Aurore fit comme Benoît, elle regarda Jeanne, dont la lassitude était extrême.
– Couchez donc ici, mes enfants, dit Coclès de sa voix la plus engageante.
Mais Benoît hésitait encore et semblait avoir pris la résolution de porter Jeanne sur ses épaules au besoin.
La voix de Coclès avait sans doute des intonations mystérieuses dont sa femme avait la clé, car la citoyenne, inquiète une seconde auparavant, se décida soudain et dit aux jeunes filles :
– Mon mari a raison, mes enfants. Montez vous coucher dans la pièce dont je vous ai parlé, et dormez bien jusqu’à demain sans vous faire la moindre bile.
* *
*
En bas, Coclès versait à boire à Polyte et aux deux Verduron. Mais ces derniers seuls lui faisaient raison.
Polyte trempait à peine ses lèvres dans son verre, et il était devenu tout songeur.
– Ça serait des aristocrates que ça ne m’étonnerait pas.
Polyte haussait les épaules et ne disait rien.
– Faudra que j’aille en couler deux mots à la gendarmerie d’Antony, reprit Scævola
– Si tu veux que je t’assomme, dit Coclès, tu n’as qu’à faire ce coup-là.
– De quoi ? dit Brutus, l’aîné des Verduron, voilà que tu défends les aristocrates, maintenant ?
– Non pas, dit Coclès, je suis un bon patriote, moi.
– Alors, laisse-moi aller chercher les gendarmes.
– Il faudra qu’on te porte en-ce cas, dit Polyte, car tu es ivre.
– Je marcherai bien jusque-là.
Et Scævola se leva et essaya de se tenir sur ses jambes.
– Va donc te coucher, dit brutalement Coclès.
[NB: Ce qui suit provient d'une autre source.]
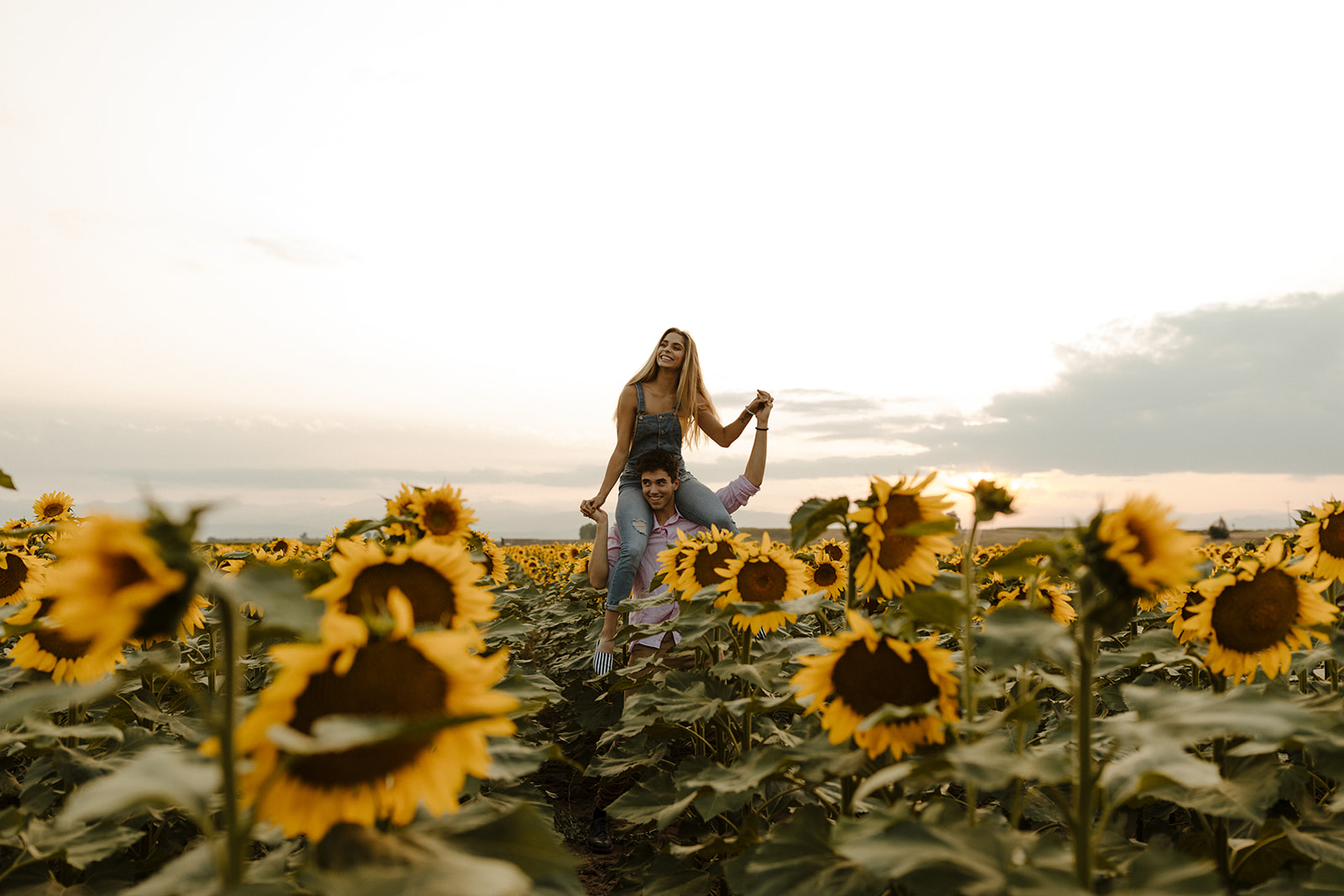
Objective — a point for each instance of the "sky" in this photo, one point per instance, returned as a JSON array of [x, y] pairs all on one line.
[[280, 258]]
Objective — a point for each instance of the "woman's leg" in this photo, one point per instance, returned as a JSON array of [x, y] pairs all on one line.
[[696, 503], [635, 521]]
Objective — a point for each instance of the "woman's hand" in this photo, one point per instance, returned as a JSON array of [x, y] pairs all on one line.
[[759, 402], [764, 412]]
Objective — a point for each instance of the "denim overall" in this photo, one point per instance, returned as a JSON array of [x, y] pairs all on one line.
[[633, 515]]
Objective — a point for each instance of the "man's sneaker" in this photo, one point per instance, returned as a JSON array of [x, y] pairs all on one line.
[[600, 833]]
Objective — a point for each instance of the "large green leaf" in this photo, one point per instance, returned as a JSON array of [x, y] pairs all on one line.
[[1016, 636], [1153, 647], [813, 517], [652, 799], [796, 859], [1167, 714], [155, 777]]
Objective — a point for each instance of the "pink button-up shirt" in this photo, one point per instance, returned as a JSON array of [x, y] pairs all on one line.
[[734, 495]]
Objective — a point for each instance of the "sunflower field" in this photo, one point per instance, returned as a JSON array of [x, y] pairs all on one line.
[[878, 707]]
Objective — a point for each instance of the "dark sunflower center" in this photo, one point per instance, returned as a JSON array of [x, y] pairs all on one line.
[[13, 573], [869, 680], [763, 582], [125, 571], [440, 519], [1253, 616], [54, 641], [165, 618], [1193, 600], [389, 679], [706, 560], [902, 511], [1331, 537], [433, 598]]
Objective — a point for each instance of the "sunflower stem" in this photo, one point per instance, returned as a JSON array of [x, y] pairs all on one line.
[[1085, 642], [968, 611], [233, 866]]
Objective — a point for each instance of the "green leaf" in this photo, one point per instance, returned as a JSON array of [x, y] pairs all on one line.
[[813, 517], [158, 775], [1153, 645], [1016, 636], [45, 696], [655, 799], [796, 859]]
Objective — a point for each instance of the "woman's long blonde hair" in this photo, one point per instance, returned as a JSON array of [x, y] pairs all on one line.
[[690, 387]]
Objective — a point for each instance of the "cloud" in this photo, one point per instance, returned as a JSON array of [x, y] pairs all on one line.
[[1216, 390]]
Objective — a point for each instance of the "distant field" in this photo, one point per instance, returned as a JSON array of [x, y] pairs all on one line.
[[1003, 535]]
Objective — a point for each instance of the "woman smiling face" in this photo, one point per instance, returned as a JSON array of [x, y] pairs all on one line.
[[671, 351]]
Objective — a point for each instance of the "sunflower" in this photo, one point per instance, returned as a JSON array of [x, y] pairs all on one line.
[[438, 579], [1151, 551], [1050, 598], [827, 575], [414, 679], [53, 506], [864, 672], [835, 550], [701, 559], [113, 586], [763, 574], [54, 651], [441, 513], [897, 562], [18, 571], [1183, 604], [1321, 535], [192, 622], [1254, 616]]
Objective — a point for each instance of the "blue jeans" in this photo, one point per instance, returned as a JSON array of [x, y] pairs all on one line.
[[635, 521]]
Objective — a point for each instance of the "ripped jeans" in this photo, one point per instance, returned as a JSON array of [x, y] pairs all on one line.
[[635, 521]]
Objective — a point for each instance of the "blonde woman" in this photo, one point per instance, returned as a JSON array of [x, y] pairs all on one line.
[[660, 405]]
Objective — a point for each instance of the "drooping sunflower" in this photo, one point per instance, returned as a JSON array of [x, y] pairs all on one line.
[[441, 513], [1183, 604], [192, 622], [112, 584], [864, 672], [1254, 616], [897, 562], [1151, 551], [763, 574], [53, 506], [438, 579], [1321, 535], [835, 550], [18, 574], [51, 649], [703, 559], [414, 679], [1050, 598], [827, 575]]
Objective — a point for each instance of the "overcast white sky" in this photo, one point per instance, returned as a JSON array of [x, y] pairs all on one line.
[[286, 255]]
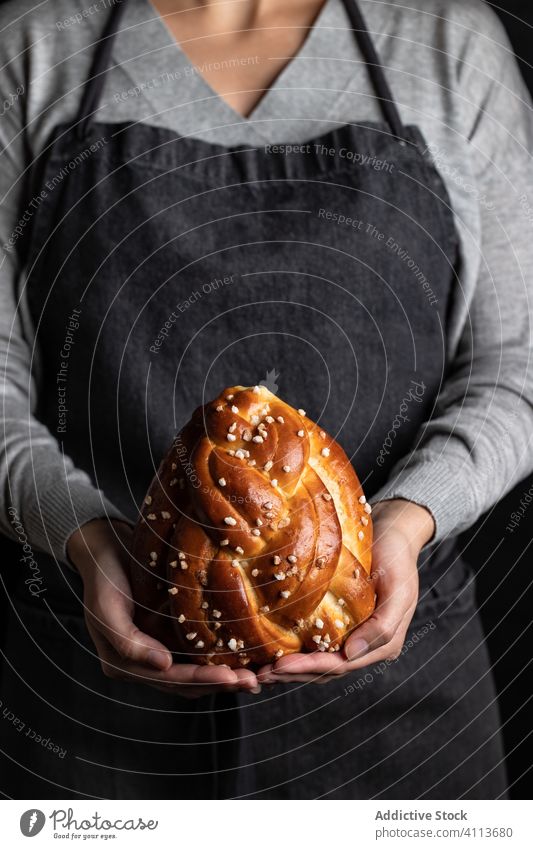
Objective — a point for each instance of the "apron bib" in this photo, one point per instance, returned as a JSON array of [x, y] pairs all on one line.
[[178, 267]]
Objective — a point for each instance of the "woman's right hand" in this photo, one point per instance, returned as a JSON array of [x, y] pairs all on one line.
[[99, 551]]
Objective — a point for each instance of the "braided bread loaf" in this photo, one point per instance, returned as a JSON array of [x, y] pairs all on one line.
[[255, 537]]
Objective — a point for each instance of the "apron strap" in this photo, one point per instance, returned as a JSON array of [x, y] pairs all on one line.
[[101, 62], [375, 70]]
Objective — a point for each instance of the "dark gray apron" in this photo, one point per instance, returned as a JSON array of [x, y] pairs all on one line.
[[326, 270]]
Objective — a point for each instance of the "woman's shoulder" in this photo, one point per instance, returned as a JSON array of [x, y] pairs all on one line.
[[452, 25], [49, 31]]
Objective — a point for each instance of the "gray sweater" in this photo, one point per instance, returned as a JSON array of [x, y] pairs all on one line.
[[453, 73]]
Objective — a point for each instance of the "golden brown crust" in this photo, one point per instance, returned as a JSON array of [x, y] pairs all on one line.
[[254, 539]]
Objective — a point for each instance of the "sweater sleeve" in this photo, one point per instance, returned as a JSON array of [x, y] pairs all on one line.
[[42, 494], [476, 447]]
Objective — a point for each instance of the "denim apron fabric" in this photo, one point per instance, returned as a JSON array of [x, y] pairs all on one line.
[[325, 270]]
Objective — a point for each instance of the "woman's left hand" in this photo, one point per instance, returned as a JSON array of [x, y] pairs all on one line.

Est-ce que tu vas me faire avoir des raisons avec les gendarmes, maintenant ?
– Mais puisque c’est des aristocrates.
– Je te dis que non, moi, et les gendarmes le verront bien… Et ça fera du tort à mon cabaret… Allons, tiens-toi tranquille, et bois !
– Coclès a raison, dit Polyte.
Brutus Verduron avala un nouveau verre de vin.
– Y a-t-il de la paille dans l’écurie ? dit-il.
– Pardieu ! fit Mme Coclès.
– Eh bien ! je vais y dormir un brin…
– Moi aussi, dit Polyte.
– Alors, balbutia le jeune Verduron, vous ne voulez pas que j’aille chercher les gendarmes ?
– Non, dit son frère.
– Viens cuver ton vin, imbécile ! ajouta Polyte.
Et il le prit par le bras.
Coclès alluma sa lanterne.
– Et prenez garde de vous coucher sous mon âne, dit-il.
– Il n’est pas ivre, lui, il se rangera, répondit Brutus Verduron avec un gros rire.
Coclès ouvrit la porte et Polyte et l’aîné Verduron soutinrent le citoyen Scævola qui était incapable de marcher tout seul.
Quand ils furent partis, la citoyenne Coclès respira.
– Pauvres enfants ! murmura-t-elle en songeant aux deux jeunes filles.
Quelques minutes après, Coclès rentra.
Il était sombre et soucieux.
– Ah ! dit-il, tu me fais faire des bêtises, femme.
– Qu’est-ce qu’il y a ? demanda-t-elle.
– Je suis borgne, reprit Coclès, mais l’œil qui me reste est bon.
– Qu’est-ce que ça prouve ?
– Que j’y vois clair.
– Tant mieux pour toi, mon homme.
– Non, tant pis pour nous ; car je ne m’y suis pas trompé. Encore des aristocrates que tu loges. Tu verras que nous finirons par aller à la guillotine, nous aussi.
– Poltron, va !
– Je tiens à ma tête, grommela Coclès, et si tu m’en crois, demain, avant que les autres soient réveillés, nous ferons filer ces demoiselles et leur conducteur.
Comme le citoyen Coclès disait cela, on frappa à la porte, et comme la porte n’était fermée qu’au loquet, elle s’ouvrit. C’était Polyte, le petit faubourien, qui revenait.
– Les autres dorment déjà, dit-il, que le canon ne les réveillerait pas ; mais moi, je n’ai pas sommeil et je viens fumer ma pipe et jaser un peu.
Il avait un mauvais sourire en parlant ainsi, et Coclès et sa femme se prirent à frissonner.